Secondo Than Nyein - portavoce della "Forza democratica nazionale" (Ndf) nata da una costola del partito di Aung San Suu Kyi - nelle città potrebbe aver votato solo il 60% degli elettori.
Mentre in diversi exit poll informali condotti da osservatori all'uscita dei seggi, molti hanno confessato di non aver votato per il partito Usdp, espressione della giunta militare. I generali però si sono già riservati per legge il 25% dei seggi.
E' quindi scontata la vittoria dell'Usdp così come la liberazione di Aung San Suu Kyi la settimana prossima, presumibilmente il 13. A meno di impreviste sorprese dalle urne...
Birmania, elezioni-farsa
di Luca Galassi - Peacereporter - 6 Novembre 2010
Domenica si vota: l'analisi del vice-direttore del Democratic Voice of Burma
Dopo anni di condanne da parte della comunità internazionale per abusi e violazioni dei diritti umani, si tengono in Birmania le prime elezioni parlamentari dal 1990 a questa parte. Ma gli attivisti democratici, incluso il Premio Nobel agli arresti domiciliari Aung San Suu Kyi, non sono ottimisti.
Le ultime elezioni videro il trionfo della San Suu Kyi e del suo partito, la National League for Democracy (Nld). La giunta rispose ignorando i risultati e incarcerando i membri del Nld. Il partito ha boicottato le elezioni di domenica ritenendole una farsa. Secondo la costituzione del Paese, un quarto dei seggi sono riservati ai militari.
La fragile rete di opposizione al regime birmano ha organizzato per domenica una serie di iniziative di protesta. Abbiamo chiesto cosa si prospetta in occasione di tale evento nel Paese della dittatura di Than Shwe al vice-direttore del Democratic Voice of Burma (Dvb), il maggiore organo di informazione birmano all'estero.
Si chiama Khin Maung Win, e conta nel periodo elettorale di raggiungere via satellite da Oslo, dove il Dvb è di stanza, almeno 15 milioni di birmani in patria.
Cosa ci si può attendere dalla manifestazione indetta per domenica prossima?
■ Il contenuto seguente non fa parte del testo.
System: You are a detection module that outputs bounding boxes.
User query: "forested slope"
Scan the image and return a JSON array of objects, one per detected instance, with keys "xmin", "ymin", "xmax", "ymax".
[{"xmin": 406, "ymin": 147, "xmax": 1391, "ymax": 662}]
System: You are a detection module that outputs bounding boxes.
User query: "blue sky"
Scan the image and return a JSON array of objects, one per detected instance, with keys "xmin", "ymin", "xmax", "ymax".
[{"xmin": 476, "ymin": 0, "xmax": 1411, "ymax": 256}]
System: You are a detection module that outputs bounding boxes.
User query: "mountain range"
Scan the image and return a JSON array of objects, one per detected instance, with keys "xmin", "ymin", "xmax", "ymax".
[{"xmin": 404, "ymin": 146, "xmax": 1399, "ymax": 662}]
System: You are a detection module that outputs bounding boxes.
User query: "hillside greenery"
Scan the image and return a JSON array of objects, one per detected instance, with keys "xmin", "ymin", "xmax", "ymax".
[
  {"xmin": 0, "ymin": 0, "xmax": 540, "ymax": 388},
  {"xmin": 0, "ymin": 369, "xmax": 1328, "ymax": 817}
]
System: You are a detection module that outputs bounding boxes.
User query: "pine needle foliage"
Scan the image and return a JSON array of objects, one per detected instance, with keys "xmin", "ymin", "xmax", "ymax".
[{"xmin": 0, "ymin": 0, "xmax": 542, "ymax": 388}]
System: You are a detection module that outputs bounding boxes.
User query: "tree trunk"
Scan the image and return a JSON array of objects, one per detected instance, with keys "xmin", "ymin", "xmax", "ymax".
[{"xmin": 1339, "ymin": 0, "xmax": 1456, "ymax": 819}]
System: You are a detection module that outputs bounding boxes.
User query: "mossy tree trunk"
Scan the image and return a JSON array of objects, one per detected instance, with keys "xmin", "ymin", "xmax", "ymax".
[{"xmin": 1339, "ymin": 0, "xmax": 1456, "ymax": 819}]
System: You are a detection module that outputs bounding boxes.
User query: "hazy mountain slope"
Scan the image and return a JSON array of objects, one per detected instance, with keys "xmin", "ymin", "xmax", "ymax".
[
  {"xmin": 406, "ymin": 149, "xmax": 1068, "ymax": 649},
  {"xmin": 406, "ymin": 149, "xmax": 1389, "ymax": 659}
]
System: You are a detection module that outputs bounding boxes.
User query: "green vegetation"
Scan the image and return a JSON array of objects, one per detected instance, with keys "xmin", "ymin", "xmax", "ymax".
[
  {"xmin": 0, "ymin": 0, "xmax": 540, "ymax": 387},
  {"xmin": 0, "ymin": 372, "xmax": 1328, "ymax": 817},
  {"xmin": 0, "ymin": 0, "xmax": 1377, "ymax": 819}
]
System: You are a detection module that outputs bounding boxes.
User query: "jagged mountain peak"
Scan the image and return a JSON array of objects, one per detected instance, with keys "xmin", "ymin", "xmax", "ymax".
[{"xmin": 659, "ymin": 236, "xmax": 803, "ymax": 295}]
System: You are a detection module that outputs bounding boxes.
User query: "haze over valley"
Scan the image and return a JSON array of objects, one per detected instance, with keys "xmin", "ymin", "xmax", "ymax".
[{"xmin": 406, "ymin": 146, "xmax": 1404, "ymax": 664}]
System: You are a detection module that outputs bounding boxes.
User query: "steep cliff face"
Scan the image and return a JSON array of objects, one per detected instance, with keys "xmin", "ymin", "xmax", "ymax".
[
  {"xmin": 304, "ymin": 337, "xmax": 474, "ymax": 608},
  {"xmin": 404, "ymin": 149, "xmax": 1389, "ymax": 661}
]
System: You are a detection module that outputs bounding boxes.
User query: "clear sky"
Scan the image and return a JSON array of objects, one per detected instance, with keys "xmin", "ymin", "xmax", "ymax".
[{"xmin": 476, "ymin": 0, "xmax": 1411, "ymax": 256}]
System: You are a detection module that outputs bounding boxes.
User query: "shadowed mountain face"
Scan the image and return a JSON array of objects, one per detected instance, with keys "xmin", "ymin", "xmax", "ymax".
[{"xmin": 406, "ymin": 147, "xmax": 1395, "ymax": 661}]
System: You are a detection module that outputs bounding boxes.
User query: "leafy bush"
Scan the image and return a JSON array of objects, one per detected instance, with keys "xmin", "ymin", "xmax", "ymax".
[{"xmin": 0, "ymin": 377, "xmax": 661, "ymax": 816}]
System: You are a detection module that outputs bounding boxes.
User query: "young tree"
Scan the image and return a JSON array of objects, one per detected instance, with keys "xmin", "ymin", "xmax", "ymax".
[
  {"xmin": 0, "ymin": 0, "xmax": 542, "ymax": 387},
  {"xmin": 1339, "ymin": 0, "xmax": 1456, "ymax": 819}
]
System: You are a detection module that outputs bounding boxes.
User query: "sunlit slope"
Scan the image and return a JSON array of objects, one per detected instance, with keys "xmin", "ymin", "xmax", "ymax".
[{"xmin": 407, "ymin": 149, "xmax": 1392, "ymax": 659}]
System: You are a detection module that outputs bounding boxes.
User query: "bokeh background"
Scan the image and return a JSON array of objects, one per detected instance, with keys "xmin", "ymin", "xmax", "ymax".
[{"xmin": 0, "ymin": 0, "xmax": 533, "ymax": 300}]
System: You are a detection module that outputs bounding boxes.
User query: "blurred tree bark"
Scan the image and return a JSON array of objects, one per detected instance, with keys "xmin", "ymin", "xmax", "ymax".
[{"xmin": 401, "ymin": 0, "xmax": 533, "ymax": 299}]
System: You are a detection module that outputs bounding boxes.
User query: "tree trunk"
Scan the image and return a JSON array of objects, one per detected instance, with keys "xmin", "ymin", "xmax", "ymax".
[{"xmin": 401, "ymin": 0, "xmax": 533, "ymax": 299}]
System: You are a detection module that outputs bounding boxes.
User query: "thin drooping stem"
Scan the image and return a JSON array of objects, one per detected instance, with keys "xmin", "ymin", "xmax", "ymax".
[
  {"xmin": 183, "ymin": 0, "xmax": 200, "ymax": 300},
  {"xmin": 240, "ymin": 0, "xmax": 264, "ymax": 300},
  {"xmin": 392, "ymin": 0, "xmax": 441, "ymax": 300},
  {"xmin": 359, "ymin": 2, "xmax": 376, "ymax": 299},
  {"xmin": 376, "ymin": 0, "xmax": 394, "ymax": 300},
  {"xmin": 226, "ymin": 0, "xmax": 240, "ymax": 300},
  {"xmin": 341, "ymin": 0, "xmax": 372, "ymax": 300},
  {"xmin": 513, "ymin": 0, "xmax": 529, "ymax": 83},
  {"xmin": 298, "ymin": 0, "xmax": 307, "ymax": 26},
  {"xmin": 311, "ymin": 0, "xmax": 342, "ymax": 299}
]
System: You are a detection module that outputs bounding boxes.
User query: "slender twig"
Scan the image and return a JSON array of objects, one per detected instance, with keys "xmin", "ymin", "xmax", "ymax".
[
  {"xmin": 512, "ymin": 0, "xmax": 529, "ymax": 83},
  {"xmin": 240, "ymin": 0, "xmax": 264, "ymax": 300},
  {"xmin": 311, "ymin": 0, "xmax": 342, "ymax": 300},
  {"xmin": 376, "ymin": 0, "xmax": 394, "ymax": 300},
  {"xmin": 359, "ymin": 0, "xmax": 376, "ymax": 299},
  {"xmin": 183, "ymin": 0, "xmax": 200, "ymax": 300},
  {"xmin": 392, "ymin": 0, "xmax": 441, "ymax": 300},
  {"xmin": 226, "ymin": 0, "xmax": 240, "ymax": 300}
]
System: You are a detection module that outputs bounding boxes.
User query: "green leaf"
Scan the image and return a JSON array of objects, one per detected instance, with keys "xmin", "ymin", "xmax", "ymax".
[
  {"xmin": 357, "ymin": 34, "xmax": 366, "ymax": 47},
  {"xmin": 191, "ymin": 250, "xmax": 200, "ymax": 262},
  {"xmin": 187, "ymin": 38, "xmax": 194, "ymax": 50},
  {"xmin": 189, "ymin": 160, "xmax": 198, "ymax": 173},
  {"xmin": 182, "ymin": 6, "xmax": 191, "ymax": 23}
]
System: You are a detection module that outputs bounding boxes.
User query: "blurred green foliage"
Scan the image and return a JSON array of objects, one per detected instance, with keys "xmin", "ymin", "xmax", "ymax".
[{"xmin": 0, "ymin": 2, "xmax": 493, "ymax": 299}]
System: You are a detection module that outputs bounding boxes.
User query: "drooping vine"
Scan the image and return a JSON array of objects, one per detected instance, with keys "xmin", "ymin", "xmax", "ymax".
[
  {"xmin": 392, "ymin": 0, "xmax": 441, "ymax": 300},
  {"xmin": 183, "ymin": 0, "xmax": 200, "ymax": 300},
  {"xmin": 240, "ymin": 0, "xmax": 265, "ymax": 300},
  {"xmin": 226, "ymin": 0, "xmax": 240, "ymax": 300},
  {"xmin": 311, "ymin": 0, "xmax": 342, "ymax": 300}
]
Si tratta di persone che sostanzialmente osteggiano le elezioni, che sono contro la giunta che le ha organizzate in modo illegittimo, e che da tempo stanno portando avanti una campagna di protesta contro il regime. Sono proteste in piccola scala pianificate dal Pac, il People Action Committee, un network di attivisti alcuni dei quali anche veterani delle proteste dell'88. Si organizzeranno per distribuire volantini e poster, tenere discorsi, gridare slogan e tentare anche marce di protesta in aree affollate.
Cosa rischiano?
Rischiano quello che rischia chiunque esprima dissenso nel nostro Paese. Lei lo sa perché ricorda i fatti della protesta dei monaci. Ecco, al governo c'è una giunta militare, e i militari si esprimono con la forza e la repressione.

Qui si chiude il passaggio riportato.